0
votes

Context:

I have a data set for the weights of truck and trailer combinations coming into my site over the span of a few years. I have organized my data by seasons as I am trying to prove that the truck:trailers in winter are noticeably heavier due to ice, snow, and mud. The theory is, if the tare weight is higher in this season (the weight of the truck after it empties its load) than its Avg tare weight (which I need to calculate from the data) it can be deduced that the truck:trailer combinations are coming in with extra weight that we pay for in part as some snow/ice/mud falls off in the trailer emptying process.

What I've done so far:

  • I've defined a custom date range for my seasons
  • I've grouped Truck:Trailer by: count to get a duplicates column and, all rows to keep all my details
    • I've filtered out every combination I've seen less than 50 times, as i want good representation for each truck:trailer combo so that I can better emphasize repeated patterns
    • I've added an index column to better keep track of the individuals before expanding the details

What I need to do:

  • I only want to work with truck:trailer combinations which have weighed in for all four seasons at least once
  • I need to find the average tare weight of the truck:trailer combinations based over the extended range for both summer and autumn (the dry time of the year) while preserving the raw tare data for all seasons, as I need to eventually compare the winter tare values to this average.

example of my data

When I'm finished I'd like the data to look something like this

Pivot Chart

query data

1

1 Answers

1
votes

For your first question (all seasons) you can add a column that holds the distinct count of the values in [Season] for each [Driver:Trailer]. Then filter your table on that column, keeping only the 4's. To achieve this, add the following m-code to your script in the Advanced Editor. Change the part after in to #"DistinctCount Season"

#"DistinctCount Season" = Table.Join(#"insert name previous step","Driver:Trailer",
    Table.Group(#"insert name previous step", {"Driver:Trailer"}, 
    {{"DistinctCountSeasons", each Table.RowCount(Table.Distinct(_,"Season")),
    type number}}),"Driver:Trailer")

Insert the name of your previous step where indicated.


For second question:

You can use a matrix-visual for that in you report.
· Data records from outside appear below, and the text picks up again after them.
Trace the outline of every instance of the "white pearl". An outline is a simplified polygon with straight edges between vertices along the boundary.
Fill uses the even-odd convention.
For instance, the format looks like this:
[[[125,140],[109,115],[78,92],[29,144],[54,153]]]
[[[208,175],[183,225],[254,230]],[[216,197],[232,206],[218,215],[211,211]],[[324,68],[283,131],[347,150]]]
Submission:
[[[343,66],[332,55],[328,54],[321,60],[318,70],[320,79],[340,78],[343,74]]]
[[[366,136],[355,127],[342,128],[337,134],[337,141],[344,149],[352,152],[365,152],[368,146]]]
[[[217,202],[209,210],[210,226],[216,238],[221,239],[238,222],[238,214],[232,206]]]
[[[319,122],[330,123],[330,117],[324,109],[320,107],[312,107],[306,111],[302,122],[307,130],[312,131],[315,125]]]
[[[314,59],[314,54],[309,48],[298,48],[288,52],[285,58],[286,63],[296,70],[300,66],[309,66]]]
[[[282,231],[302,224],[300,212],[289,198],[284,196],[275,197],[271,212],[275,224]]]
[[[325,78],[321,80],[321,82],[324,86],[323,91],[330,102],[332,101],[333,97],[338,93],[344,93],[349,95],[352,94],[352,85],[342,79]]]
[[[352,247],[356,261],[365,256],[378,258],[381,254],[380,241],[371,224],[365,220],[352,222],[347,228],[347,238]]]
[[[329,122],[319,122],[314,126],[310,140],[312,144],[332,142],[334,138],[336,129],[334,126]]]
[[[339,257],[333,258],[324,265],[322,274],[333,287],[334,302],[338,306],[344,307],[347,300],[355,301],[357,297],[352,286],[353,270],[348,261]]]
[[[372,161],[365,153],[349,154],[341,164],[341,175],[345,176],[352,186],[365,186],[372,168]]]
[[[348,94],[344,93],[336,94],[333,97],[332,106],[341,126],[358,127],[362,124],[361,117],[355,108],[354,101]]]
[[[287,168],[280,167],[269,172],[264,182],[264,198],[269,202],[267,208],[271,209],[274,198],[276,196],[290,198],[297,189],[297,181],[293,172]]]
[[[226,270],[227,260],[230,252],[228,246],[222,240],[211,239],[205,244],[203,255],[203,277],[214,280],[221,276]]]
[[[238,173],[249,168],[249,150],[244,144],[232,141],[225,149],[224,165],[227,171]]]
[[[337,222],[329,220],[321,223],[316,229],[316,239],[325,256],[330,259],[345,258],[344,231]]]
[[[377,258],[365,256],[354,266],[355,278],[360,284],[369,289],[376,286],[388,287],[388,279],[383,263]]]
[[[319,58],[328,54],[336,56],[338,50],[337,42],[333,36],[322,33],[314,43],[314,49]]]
First create a measure:

[AverageTare] = AVERAGE(table'[Tare])

Then put [Season] on Rows and the [AverageTare] on Values. You can create a group (right-click on [Season] in the FIELDS-pain) called [DrySeason], to combine the values for Spring and Summer.
If that doesn't work for you, explore the AVERAGEX function.

EDIT
In excel you can use a pivottable. Put [Season] on Rows and the [AverageTare] on Values. Right-click a value in the pivottable. Select Value Field Setting and choose Average. Then select the Seasons you want to group, right-click and select Group.

EDIT 2
To add a column in the Power Query Editor that holds the average [Tare] for the [Season] in each row, add the following steps to your script in the Avanced Editor:

#"GroupedSeasonAvg" = Table.Group(#"Insert name previous step", {"Season"}, {{"AVG", each List.Average([Tare]), type number}}),
#"JoinOnSeason" = Table.NestedJoin(#"Insert name previous step",{"Season"},GroupedSeasonAvg,{"Season"},"AVGGrouped"),
#"ExtractSeasonAVG" = Table.ExpandTableColumn(JoinOnSeason, "AVGGrouped", {"AVG"}, {"SeasonAVG"})

It works something like this:

  1. "GroupedSeasonAvg" : Creates a table with the avereges for each [Season]
  2. "JoinOnSeason": Creates a new column with tables joining the [Season] value for each row to [Season] in the grouped table.
  3. #"ExtractSeasonAVG": Expand each table and keep only [AVG].